“And it ain’t,” said the ex-mariner, “as if I couldn’t carry on straight and proper in civil life. I wonder how many of my mates are getting what I’m getting. She ought to be proud of me, she ought. Instead of that—you heard what she said?”

Triona had heard. She had upbraided him for his ungenteel occupation, considering herself, the daughter (so Triona learned) of a small sweet-stuff monger in Dover, where they had met during his sea-going days, socially degraded by her marriage with a municipal collector of dust. She had married him, by the by, before his present appointment, while he was drawing out-of-work pay. Apparently he was possessed of some low-comedy histrionic talent, and she was convinced that he could make his fortune as a cinema star.

“You married?” he asked.

“Not now,” said Triona.

“You’ve been through it,” said the misogynist. “Women! There never was a woman who knew when she was well off! Oh, Gawd! Give me the old days on the Barracouta, where there wasn’t any thought of women. That was my last ship. I had nine months in her. There was Barracouta, Annie Sandys, Seahorse. . . .”

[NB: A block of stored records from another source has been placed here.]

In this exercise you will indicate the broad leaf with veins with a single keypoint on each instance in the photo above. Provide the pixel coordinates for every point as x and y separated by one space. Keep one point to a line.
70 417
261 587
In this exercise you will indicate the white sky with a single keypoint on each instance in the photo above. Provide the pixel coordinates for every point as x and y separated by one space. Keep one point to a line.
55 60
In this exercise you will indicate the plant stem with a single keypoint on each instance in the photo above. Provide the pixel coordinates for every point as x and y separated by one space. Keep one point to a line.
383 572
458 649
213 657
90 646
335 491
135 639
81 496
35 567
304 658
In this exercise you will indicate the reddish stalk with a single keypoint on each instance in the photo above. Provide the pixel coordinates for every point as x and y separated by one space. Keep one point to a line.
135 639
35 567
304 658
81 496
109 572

He ran through the names of his squadron, forgetful, in the sudden flush of reminiscence, of domestic cares.

“And what did you say you were in?”

“Vestris.”

“Of course. I remember. Torpedoed. But even that was better than this?”

Triona agreed, and the eternal talk of the sea went on, until the nostalgia for the wide, free spaces of the world gripped his vitals with the pains of hunger.